Strange Magic Week is a tumblr event, which this year lasts from Monday August 15th to Sunday August 21st. The challenges/prompts (and what I did with them) are as follows:
1. Fairy Tale of creator's choice AU (I did a crossover with Thumbelina, where the two fairy kingdoms have diplomatic ties)
2. Wedding/Arranged Marriage (Bog shows up at Marianne's wedding to Roland, and meets her for the first time after she cancels it)
3. Tiny People in Jars (Pare finds a snow globe and everyone is creeped out by it)
4. Dark Fantasy AU (What if feels like to be love-dusted)
5. Role Reversal (Dawn is the Crown Princess, Marianne is her little sister)
6. Babies/Next Generation (Goblins do not know where fairy babies come from)
7. SciFi AU (In a world of ever-singing magical beings, a music box is the equivalent of an A.I.)
It looked like a hybrid between a piano and a waterwheel. She would find a way to streamline the design later. Aesthetics could be addressed after she got it to work.
Louise took a deep breath and turned the key three times.
Carefully calibrated clockwork ticked. The wheel began to turn. The first peg hit the piano key …
Ting!
It was a single note, but it was in tune!
Ting! Ting-Ting! Ting! Ting-ting-ting! Ting!
It was a simple song and a popular one; a children's lullaby so old no one knew who had written it. It was said the music one could make was an expression of one's soul. Louise had chosen something she hoped would help everyone love her machine as much as she did.
All those months of work, the careful budgeting to gather the right materials and tools, the sour notes, the broken springs flying at her eyes, her sleepless nights calculating and recalculating what went wrong, how do I make it right, all of that was worth it for this golden moment! Her invention was a success!
Louise hugged one of the non-moving parts of her beautiful machine. She'd have to get glass or a cabinet to cover the moving parts. It would be terrible to jolt a cog out of place, or get her coppery fur caught in the mechanism. Perhaps the covering could act as a sound box and make it louder.

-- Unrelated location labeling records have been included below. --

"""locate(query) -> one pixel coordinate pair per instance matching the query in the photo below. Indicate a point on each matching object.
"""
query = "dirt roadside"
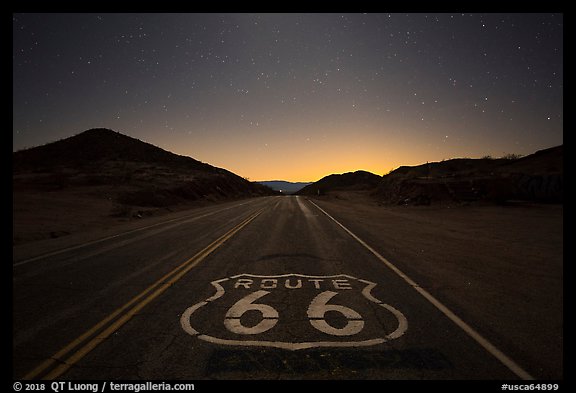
(500, 268)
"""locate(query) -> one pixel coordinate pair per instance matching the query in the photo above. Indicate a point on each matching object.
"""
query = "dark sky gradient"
(294, 96)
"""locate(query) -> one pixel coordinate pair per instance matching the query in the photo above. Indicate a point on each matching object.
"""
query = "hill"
(102, 173)
(351, 181)
(285, 187)
(535, 178)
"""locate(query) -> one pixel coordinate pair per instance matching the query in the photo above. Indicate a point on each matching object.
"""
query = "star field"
(294, 96)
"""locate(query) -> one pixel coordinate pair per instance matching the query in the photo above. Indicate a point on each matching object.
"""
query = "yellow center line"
(157, 289)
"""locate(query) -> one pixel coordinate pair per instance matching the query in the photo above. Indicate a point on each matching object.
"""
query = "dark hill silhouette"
(535, 178)
(98, 145)
(137, 173)
(359, 180)
(285, 187)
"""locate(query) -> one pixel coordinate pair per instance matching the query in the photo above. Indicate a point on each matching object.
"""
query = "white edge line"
(487, 345)
(63, 250)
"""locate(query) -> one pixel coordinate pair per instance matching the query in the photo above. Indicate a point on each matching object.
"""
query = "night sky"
(294, 96)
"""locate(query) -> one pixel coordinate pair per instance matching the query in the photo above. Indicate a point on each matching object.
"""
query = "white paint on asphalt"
(254, 289)
(487, 345)
(183, 220)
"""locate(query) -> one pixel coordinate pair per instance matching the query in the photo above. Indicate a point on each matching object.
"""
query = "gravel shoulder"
(500, 268)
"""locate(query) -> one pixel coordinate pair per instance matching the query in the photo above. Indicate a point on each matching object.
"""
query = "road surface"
(267, 288)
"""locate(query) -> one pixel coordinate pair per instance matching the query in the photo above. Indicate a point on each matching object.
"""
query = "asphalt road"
(268, 288)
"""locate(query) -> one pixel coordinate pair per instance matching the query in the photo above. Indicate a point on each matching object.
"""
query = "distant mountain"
(537, 177)
(137, 173)
(285, 187)
(359, 180)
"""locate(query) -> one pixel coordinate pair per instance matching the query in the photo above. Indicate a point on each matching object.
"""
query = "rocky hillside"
(537, 178)
(133, 172)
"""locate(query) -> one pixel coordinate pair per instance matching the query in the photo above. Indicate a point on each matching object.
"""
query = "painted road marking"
(487, 345)
(120, 316)
(321, 299)
(82, 245)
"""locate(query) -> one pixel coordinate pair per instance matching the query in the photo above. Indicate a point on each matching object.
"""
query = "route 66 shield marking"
(294, 311)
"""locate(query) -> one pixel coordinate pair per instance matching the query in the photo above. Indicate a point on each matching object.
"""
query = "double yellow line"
(61, 361)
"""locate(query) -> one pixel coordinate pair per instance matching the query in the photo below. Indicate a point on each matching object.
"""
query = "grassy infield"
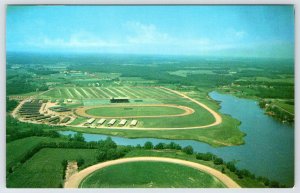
(227, 133)
(149, 174)
(44, 169)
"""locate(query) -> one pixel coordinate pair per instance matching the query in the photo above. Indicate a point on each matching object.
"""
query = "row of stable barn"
(112, 122)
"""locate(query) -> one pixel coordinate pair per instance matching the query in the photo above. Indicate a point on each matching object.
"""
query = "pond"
(268, 149)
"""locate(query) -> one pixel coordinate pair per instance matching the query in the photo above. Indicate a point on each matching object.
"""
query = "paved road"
(74, 181)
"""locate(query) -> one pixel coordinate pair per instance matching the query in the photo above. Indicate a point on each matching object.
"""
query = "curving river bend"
(268, 149)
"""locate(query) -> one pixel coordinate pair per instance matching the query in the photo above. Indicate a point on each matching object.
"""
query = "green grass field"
(150, 175)
(289, 108)
(44, 169)
(227, 133)
(106, 93)
(134, 111)
(15, 150)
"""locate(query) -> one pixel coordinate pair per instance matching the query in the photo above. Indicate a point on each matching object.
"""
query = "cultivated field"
(107, 93)
(150, 175)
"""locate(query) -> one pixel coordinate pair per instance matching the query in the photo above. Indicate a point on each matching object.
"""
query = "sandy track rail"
(218, 118)
(75, 180)
(82, 111)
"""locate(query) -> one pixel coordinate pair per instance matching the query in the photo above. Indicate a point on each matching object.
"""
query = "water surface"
(268, 149)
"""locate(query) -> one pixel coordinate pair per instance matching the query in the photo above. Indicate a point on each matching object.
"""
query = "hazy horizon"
(205, 31)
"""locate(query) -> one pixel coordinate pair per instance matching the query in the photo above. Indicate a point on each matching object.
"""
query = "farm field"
(158, 175)
(22, 146)
(44, 169)
(106, 93)
(132, 110)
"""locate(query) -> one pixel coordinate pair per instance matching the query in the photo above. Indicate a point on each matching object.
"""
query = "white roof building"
(123, 122)
(133, 123)
(111, 122)
(90, 121)
(101, 121)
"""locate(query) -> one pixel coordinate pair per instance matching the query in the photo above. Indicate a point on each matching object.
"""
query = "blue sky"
(246, 31)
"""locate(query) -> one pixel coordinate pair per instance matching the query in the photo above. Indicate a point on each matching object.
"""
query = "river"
(268, 149)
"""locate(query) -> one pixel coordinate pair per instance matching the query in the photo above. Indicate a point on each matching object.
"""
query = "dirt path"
(74, 180)
(218, 118)
(82, 111)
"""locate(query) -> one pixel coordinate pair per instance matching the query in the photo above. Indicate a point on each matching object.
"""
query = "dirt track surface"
(74, 181)
(82, 111)
(218, 118)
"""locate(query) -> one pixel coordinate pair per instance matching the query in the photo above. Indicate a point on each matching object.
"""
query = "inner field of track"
(108, 92)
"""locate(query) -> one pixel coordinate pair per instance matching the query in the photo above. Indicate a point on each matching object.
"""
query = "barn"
(119, 100)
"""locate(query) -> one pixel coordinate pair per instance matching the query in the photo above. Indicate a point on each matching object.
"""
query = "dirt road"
(74, 181)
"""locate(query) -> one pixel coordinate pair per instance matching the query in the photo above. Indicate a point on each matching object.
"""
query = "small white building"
(101, 121)
(111, 122)
(123, 122)
(133, 123)
(90, 121)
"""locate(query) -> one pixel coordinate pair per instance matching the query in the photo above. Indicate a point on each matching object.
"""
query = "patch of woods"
(276, 112)
(11, 104)
(108, 150)
(225, 166)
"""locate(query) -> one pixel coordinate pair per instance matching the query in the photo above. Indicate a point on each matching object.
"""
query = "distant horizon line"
(144, 54)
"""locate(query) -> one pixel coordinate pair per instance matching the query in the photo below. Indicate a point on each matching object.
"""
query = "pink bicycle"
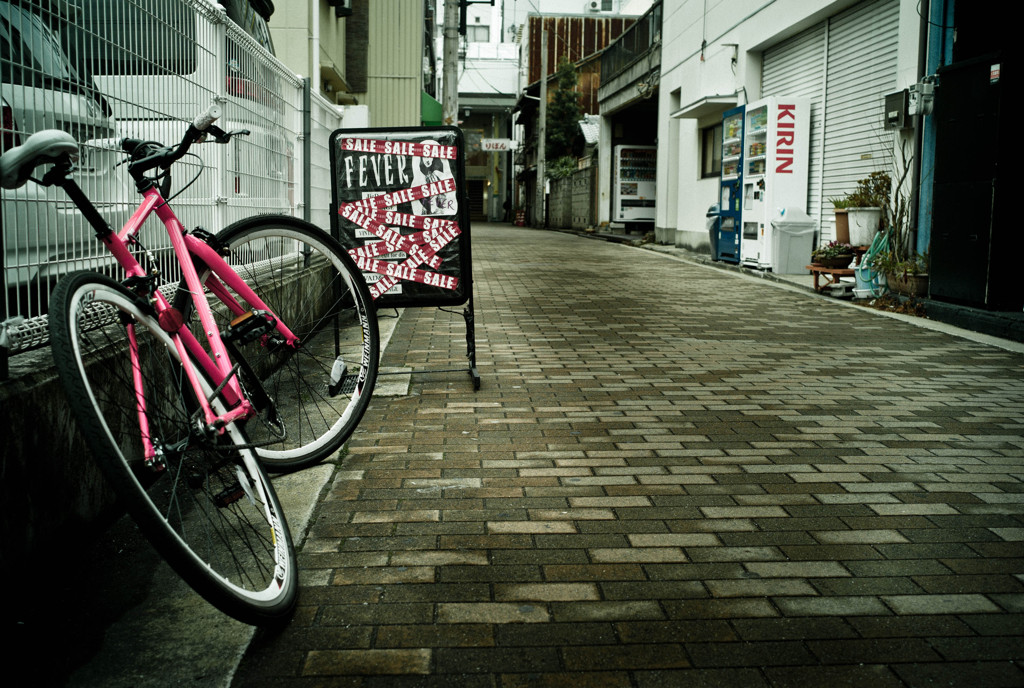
(263, 355)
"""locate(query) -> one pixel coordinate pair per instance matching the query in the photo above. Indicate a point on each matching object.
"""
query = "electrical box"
(897, 111)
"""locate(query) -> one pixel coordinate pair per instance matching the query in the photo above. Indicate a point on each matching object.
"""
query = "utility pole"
(542, 136)
(451, 71)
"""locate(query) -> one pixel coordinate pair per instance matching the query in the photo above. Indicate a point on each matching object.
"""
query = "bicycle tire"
(310, 283)
(212, 512)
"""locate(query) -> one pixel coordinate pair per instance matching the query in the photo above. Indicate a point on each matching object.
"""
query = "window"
(711, 152)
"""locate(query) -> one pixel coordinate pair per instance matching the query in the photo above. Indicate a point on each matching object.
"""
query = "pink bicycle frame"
(215, 361)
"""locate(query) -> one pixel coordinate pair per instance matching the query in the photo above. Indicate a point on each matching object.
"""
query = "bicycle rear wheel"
(210, 510)
(320, 390)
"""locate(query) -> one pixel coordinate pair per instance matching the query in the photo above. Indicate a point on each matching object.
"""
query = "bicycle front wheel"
(205, 502)
(318, 390)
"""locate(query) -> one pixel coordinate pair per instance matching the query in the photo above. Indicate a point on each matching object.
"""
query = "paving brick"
(940, 604)
(347, 662)
(680, 486)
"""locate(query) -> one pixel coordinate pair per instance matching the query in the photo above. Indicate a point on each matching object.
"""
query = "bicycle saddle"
(43, 146)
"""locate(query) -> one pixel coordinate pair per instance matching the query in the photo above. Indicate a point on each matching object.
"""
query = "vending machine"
(775, 160)
(634, 183)
(725, 246)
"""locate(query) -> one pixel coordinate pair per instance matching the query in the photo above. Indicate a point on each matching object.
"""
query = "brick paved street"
(672, 475)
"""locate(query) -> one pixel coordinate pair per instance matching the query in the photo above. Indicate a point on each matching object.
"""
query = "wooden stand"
(830, 274)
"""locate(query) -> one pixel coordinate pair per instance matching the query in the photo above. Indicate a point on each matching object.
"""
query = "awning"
(710, 104)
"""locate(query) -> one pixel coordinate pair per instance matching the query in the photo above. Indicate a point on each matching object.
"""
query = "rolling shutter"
(846, 66)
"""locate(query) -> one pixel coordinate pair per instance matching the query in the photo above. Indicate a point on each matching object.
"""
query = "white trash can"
(793, 241)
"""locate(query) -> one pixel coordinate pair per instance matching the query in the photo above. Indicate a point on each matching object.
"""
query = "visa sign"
(497, 144)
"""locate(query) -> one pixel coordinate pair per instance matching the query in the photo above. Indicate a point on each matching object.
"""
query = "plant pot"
(863, 224)
(836, 261)
(911, 285)
(842, 225)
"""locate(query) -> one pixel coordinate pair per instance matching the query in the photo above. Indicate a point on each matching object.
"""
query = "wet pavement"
(672, 475)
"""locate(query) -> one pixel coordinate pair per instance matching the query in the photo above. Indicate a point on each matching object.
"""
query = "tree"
(563, 114)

She would need to create more wheels to play different songs, and arrange an easy exchange of wheels. She ought to make it look more elegant before presenting it to the royal family, too – Princess Marianne was usually casual, even more so now that she was spending so much time amongst goblins, but most fairies were finicky about appearances. And Louise should probably put wheels on the bottom of the next version as well, so it could be moved. This prototype, her proof of concept, would be living in her workshop.
But she had done it! Louise had created a device that could produce music with neither musician nor magical aid! Even someone clumsy and half-deaf and near-powerless could have music in their homes with which to welcome guests. Louise would go down in history as the brownie who changed the world.
"I'm so proud of you," she told her invention and herself.
Lulled by her late nights of work and the soothing song, Louise settled down on her cot. She'd set up a bedroom nook right in her workroom for those times she was too tired to head upstairs.
The device continued to play after she'd fallen asleep. Maybe, just maybe, the music lasted a bit longer it should have …
Perhaps she'd wound the key just a hair too far and the spring needed to finish its release. Perhaps some of the gears weren't the right size after all, and turned the wheel more times than had been intended.
It hardly mattered. No one was there to hear except the inventor and her invention, and the inventor was asleep.